InVitae has filed a patent for a system, method, and computer program product to determine the phenotypic impacts of molecular variants in a biological sample. The patent involves receiving molecular variants, determining molecular scores, signals, and population signals, deriving evidence scores, and determining phenotypic impacts based on functional scores or evidence scores. GlobalData’s report on InVitae gives a 360-degree view of the company including its patenting strategy. Buy the report here.
According to GlobalData’s company profile on InVitae, AI-assisted genome sequencing was a key innovation area identified from patents. InVitae's grant share as of June 2023 was 1%. Grant share is based on the ratio of number of grants to total number of patents.
Determining phenotypic impacts of molecular variants within a biological sample
A recently filed patent (Publication Number: US20230187016A1) describes a method and system for determining the phenotypic impact of a target molecular variant. The method involves receiving a plurality of samples, each containing a variant in a gene. The molecular variants are divided into two groups: a Truth Set comprising variants with known phenotypic impacts, and a Target Set comprising variants with unknown phenotypic impacts, including the target molecular variant.
The method then involves training a machine learning model using the known association between the molecular variants in the Truth Set and their known phenotypic impacts. This known association is based on a functional assay that generates molecular measurements or derivatives of the measurements for each variant in the Truth Set. The machine learning model is trained using these dependent features.
Once the machine learning model is trained, it can be used to determine the phenotypic impact of the target molecular variant. The method can be applied to various types of samples, including single cells, cellular compartments, subcellular compartments, or synthetic compartments. The molecular variants can include coding or non-coding variants within mutational hotspots of functional elements, genes, and pathways associated with clinically valuable genes, Mendelian disorders, known cancer drivers, or variation in drug response.
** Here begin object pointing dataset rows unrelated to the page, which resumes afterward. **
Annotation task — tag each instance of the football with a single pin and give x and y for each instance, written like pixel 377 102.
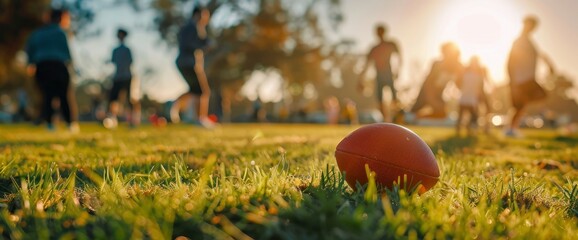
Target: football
pixel 394 153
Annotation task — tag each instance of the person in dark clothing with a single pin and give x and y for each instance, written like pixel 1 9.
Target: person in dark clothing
pixel 49 58
pixel 193 40
pixel 381 55
pixel 522 65
pixel 122 82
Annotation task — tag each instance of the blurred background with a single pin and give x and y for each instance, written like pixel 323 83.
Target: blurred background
pixel 292 60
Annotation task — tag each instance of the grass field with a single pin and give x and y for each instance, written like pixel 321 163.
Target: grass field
pixel 275 182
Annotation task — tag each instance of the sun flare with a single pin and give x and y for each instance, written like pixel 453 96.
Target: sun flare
pixel 486 29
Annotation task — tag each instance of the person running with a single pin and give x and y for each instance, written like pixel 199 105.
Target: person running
pixel 381 55
pixel 121 82
pixel 193 40
pixel 522 63
pixel 49 58
pixel 430 102
pixel 471 85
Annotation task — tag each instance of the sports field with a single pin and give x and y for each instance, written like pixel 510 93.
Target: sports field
pixel 276 182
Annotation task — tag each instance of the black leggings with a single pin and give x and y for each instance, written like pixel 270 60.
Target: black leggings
pixel 53 80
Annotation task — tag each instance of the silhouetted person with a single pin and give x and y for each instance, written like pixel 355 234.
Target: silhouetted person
pixel 471 85
pixel 193 40
pixel 381 55
pixel 49 58
pixel 121 82
pixel 522 72
pixel 429 102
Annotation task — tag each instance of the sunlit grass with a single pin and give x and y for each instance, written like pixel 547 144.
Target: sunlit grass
pixel 275 182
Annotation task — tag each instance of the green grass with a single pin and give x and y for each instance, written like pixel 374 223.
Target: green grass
pixel 275 182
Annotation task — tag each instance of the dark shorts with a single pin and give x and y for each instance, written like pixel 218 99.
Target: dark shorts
pixel 526 92
pixel 192 79
pixel 117 86
pixel 384 79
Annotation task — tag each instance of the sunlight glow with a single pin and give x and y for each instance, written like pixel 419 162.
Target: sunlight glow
pixel 486 29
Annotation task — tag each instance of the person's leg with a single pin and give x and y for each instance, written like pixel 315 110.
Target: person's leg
pixel 461 113
pixel 381 104
pixel 43 79
pixel 63 92
pixel 183 101
pixel 518 103
pixel 113 106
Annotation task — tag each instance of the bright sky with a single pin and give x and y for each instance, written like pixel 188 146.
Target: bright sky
pixel 483 27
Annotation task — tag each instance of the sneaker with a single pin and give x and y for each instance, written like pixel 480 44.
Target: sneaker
pixel 50 127
pixel 110 122
pixel 73 128
pixel 513 133
pixel 207 123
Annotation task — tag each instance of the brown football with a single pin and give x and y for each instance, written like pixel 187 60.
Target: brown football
pixel 391 151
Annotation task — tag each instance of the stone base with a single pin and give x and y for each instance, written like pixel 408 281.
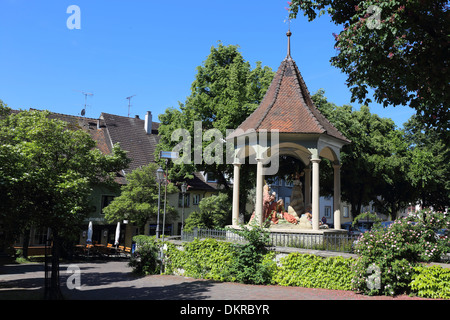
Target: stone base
pixel 292 228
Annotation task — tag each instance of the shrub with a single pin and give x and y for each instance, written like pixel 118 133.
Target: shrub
pixel 249 263
pixel 205 259
pixel 394 252
pixel 311 271
pixel 431 282
pixel 147 259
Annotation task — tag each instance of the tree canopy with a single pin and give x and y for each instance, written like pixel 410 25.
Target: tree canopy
pixel 390 167
pixel 398 48
pixel 47 172
pixel 138 201
pixel 225 91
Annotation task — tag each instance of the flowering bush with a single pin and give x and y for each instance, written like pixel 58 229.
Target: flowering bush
pixel 390 254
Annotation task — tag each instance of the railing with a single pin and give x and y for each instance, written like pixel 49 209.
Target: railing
pixel 328 241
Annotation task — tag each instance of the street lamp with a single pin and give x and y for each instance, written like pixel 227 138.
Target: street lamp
pixel 159 179
pixel 183 191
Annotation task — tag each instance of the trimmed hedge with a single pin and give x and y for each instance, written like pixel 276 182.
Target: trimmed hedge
pixel 217 260
pixel 310 271
pixel 431 282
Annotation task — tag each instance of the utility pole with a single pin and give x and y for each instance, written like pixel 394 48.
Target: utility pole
pixel 129 103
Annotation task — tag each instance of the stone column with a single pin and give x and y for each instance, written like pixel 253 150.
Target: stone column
pixel 315 193
pixel 236 179
pixel 307 187
pixel 337 196
pixel 259 192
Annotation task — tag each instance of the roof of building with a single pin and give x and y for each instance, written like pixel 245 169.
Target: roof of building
pixel 287 106
pixel 130 133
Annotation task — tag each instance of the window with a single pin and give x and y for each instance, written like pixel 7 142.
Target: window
pixel 40 235
pixel 106 200
pixel 288 183
pixel 210 177
pixel 345 211
pixel 167 229
pixel 287 202
pixel 327 211
pixel 195 199
pixel 186 200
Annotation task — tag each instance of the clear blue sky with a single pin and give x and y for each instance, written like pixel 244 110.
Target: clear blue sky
pixel 151 49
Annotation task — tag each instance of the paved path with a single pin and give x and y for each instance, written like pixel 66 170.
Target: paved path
pixel 113 280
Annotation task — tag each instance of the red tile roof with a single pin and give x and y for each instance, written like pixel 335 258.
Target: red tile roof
pixel 288 107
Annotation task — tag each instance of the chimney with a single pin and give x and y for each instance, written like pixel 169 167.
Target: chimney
pixel 148 123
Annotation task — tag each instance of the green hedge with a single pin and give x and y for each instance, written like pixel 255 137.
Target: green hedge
pixel 218 260
pixel 431 282
pixel 211 259
pixel 310 271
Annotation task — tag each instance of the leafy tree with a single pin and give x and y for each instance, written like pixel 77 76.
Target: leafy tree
pixel 138 201
pixel 213 213
pixel 398 48
pixel 47 173
pixel 224 93
pixel 429 165
pixel 374 165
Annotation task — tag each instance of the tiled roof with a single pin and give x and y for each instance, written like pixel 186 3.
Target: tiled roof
pixel 131 135
pixel 288 107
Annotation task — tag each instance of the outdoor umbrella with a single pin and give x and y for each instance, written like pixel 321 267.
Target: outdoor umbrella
pixel 89 238
pixel 116 242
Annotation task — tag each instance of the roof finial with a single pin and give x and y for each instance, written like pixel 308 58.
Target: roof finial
pixel 289 33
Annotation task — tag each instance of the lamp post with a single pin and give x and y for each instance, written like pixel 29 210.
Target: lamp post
pixel 183 191
pixel 159 178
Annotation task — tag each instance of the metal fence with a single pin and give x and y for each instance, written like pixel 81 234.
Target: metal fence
pixel 336 242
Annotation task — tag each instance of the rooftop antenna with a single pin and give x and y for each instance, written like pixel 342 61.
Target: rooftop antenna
pixel 289 33
pixel 129 103
pixel 83 111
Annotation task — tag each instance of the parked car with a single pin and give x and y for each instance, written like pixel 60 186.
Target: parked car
pixel 442 233
pixel 386 224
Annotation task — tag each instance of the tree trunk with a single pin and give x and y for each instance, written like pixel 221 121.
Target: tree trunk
pixel 55 290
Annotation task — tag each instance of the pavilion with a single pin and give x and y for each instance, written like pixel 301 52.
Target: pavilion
pixel 288 123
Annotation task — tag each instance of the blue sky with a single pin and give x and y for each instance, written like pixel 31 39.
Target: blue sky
pixel 151 49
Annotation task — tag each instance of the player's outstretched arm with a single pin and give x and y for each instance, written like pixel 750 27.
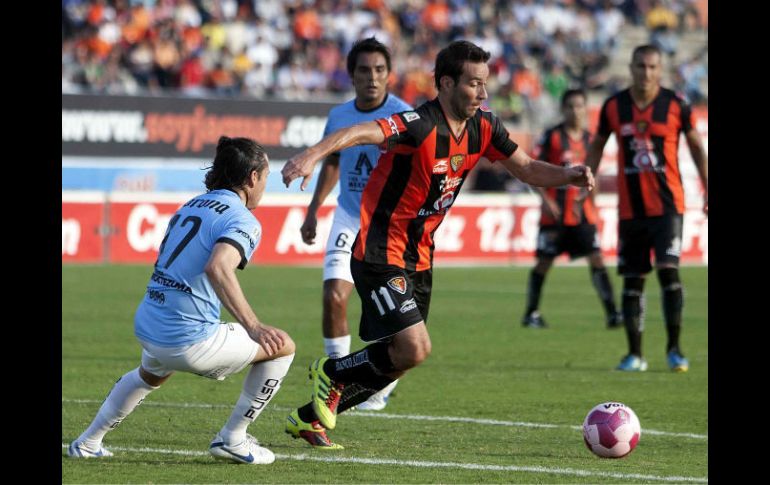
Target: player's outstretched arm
pixel 593 158
pixel 544 174
pixel 700 158
pixel 302 164
pixel 220 270
pixel 327 179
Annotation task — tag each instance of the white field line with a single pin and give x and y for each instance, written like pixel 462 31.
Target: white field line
pixel 413 417
pixel 437 464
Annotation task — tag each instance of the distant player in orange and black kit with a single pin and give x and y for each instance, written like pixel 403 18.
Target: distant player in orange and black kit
pixel 647 120
pixel 427 155
pixel 566 224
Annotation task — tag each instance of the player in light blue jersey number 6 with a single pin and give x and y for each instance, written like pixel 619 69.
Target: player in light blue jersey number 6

The molecular measurement used in the method can include locus-specific measurements of gene expression, protein expression, chromatin accessibility, epigenetic modification, regulatory activity, post-transcriptional processing, post-translational modification, mutation status, mutation burden, or mutation rate of molecules within each sample. The machine learning model can be a supervised learning model, and the derivative of the molecular measurement can be generated using a plurality of Artificial Neural Networks (ANNs).
The method and system described in the patent can be used to inform a test subject's lifetime risk of developing cancer if they have the target molecular variant. It can also be used to identify significantly mutated regions and networks by analyzing phenotype-associated mutation density.
In summary, the patent describes a method and system for determining the phenotypic impact of a target molecular variant using machine learning and functional assays. The method can be applied to various types of samples and can provide valuable insights into the pathogenicity, functionality, and relative effect of molecular variants. It has potential applications in cancer risk assessment and identifying mutated regions and networks.